$\DeclareMathOperator\SU{SU}\DeclareMathOperator\SL{SL}$I'm working through some of the constructions in [*Introduction to Arithmetic Groups* by Dave Witte Morris][1], and I'm confused by the construction of example 6.3.1 on page 121. For reference, here's the setup:

 Take $a,b \in \mathbb{Q}^+$, yielding the totally real number field $L=Q(\sqrt a) \subset \mathbb{R}$ with ring of integers $\mathcal{O}$ commensurable to $\mathbb{Z}[\sqrt a]$. Let $\tau$ be the nontrivial element of $\operatorname{Gal}(L/\mathbb{Q})$, and let $A=(\begin{smallmatrix} b & 0 \\ 0 & -1 \end{smallmatrix})$. Define a ''unitary group'' with entries in $\mathcal O$ as
$$G_{\mathcal O} = \SU(A,\tau;\mathcal O) = \{g \in \SL(2,\mathcal O) \mid \tau(g^T)Ag=A \} \subset \SL(2,\mathbb{R}).$$
The statement is that $G_\mathcal{O}$ is an arithmetic subgroup of $G=\SL(2,\mathbb{R})$.
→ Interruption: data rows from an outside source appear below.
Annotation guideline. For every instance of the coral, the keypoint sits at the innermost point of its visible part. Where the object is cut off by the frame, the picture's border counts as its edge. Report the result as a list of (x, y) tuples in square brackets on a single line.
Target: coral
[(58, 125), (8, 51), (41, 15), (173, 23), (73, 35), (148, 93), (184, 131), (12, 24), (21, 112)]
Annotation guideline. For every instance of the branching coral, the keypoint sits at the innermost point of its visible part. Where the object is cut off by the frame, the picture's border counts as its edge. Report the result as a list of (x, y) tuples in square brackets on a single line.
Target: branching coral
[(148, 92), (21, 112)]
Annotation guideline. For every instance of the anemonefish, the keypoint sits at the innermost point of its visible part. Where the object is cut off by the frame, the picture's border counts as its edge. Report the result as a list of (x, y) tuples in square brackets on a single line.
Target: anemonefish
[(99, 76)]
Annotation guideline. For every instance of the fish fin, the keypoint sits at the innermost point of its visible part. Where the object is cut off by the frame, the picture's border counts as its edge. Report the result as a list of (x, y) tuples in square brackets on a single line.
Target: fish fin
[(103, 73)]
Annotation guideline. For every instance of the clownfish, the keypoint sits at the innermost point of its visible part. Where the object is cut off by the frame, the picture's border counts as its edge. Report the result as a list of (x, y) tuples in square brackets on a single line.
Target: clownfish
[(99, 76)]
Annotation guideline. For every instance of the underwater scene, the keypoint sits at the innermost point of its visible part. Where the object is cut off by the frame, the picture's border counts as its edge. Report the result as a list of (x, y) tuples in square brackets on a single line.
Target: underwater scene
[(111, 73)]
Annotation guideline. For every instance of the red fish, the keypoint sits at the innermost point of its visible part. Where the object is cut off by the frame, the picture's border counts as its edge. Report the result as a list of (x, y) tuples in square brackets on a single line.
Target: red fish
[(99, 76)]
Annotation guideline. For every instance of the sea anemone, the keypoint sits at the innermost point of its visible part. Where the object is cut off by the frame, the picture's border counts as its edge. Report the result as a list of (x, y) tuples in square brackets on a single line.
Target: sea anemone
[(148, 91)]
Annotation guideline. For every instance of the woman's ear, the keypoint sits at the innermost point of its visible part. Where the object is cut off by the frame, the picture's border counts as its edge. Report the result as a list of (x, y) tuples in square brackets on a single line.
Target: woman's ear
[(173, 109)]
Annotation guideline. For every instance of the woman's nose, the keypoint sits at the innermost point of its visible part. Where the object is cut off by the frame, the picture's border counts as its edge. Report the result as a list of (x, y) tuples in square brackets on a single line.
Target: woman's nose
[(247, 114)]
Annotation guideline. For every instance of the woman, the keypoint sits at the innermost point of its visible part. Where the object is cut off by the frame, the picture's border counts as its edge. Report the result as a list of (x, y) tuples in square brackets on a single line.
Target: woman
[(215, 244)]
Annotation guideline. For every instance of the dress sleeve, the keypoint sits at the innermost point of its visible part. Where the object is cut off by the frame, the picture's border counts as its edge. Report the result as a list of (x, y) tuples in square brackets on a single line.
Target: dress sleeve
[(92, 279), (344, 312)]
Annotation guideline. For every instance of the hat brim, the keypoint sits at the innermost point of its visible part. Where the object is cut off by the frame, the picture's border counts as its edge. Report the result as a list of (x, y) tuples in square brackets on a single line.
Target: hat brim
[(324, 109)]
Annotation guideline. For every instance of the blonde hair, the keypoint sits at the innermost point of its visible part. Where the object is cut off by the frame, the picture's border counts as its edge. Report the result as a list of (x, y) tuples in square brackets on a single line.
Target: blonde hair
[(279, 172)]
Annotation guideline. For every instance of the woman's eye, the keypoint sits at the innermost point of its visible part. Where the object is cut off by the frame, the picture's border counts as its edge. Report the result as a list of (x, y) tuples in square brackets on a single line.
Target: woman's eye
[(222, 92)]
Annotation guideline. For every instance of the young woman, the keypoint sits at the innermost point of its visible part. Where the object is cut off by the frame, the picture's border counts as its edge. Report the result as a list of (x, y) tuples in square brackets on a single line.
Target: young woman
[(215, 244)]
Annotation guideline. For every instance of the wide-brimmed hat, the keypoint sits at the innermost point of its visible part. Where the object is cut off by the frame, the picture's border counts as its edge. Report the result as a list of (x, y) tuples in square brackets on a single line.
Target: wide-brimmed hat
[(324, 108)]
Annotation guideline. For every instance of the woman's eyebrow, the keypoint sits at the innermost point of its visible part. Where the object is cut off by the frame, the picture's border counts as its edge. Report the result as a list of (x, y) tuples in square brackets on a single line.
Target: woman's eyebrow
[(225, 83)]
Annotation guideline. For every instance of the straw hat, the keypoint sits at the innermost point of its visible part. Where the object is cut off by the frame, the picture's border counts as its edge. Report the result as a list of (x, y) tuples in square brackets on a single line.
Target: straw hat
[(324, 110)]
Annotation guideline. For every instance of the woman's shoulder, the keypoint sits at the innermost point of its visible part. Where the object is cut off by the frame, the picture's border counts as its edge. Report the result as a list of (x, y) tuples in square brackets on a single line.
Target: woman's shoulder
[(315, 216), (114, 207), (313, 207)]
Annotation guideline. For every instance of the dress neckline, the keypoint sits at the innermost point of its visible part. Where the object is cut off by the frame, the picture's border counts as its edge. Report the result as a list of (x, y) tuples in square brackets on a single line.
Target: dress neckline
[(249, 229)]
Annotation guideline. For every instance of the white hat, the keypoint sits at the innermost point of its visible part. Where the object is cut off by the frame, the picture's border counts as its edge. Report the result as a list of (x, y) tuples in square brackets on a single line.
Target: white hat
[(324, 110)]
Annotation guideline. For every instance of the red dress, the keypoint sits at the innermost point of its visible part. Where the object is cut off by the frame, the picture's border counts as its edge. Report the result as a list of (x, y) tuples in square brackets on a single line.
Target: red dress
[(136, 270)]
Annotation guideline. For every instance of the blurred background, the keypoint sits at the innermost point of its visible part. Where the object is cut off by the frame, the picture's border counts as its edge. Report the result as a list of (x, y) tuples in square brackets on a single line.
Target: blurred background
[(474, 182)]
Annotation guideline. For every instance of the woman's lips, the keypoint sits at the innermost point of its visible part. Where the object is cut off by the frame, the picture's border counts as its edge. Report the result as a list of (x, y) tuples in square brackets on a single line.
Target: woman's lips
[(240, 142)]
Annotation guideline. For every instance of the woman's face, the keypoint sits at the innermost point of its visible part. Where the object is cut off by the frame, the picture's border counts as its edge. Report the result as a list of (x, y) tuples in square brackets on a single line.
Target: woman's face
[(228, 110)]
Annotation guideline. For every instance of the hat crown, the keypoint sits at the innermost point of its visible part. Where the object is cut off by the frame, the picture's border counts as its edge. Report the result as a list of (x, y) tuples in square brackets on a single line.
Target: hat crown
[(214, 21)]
There are a few points in the provided construction that are confusing me, but I think I might be able to work them out if someone could explain one thing to me:
#### Why do we expect $G_{\mathcal O}$ to be an arithmetic subgroup of $G$?
From the avenue of restriction of scalars I would expect $G_\mathcal{O}$ to be arithmetic in $G \times G$, one factor for each of the Galois conjugates of the number field. I don't think either of the conjugates lands in a compact factor since the form $A$ that's being preserved doesn't change under automorphisms of $L/\mathbb{Q}$.


  [1]: https://arxiv.org/abs/math/0106063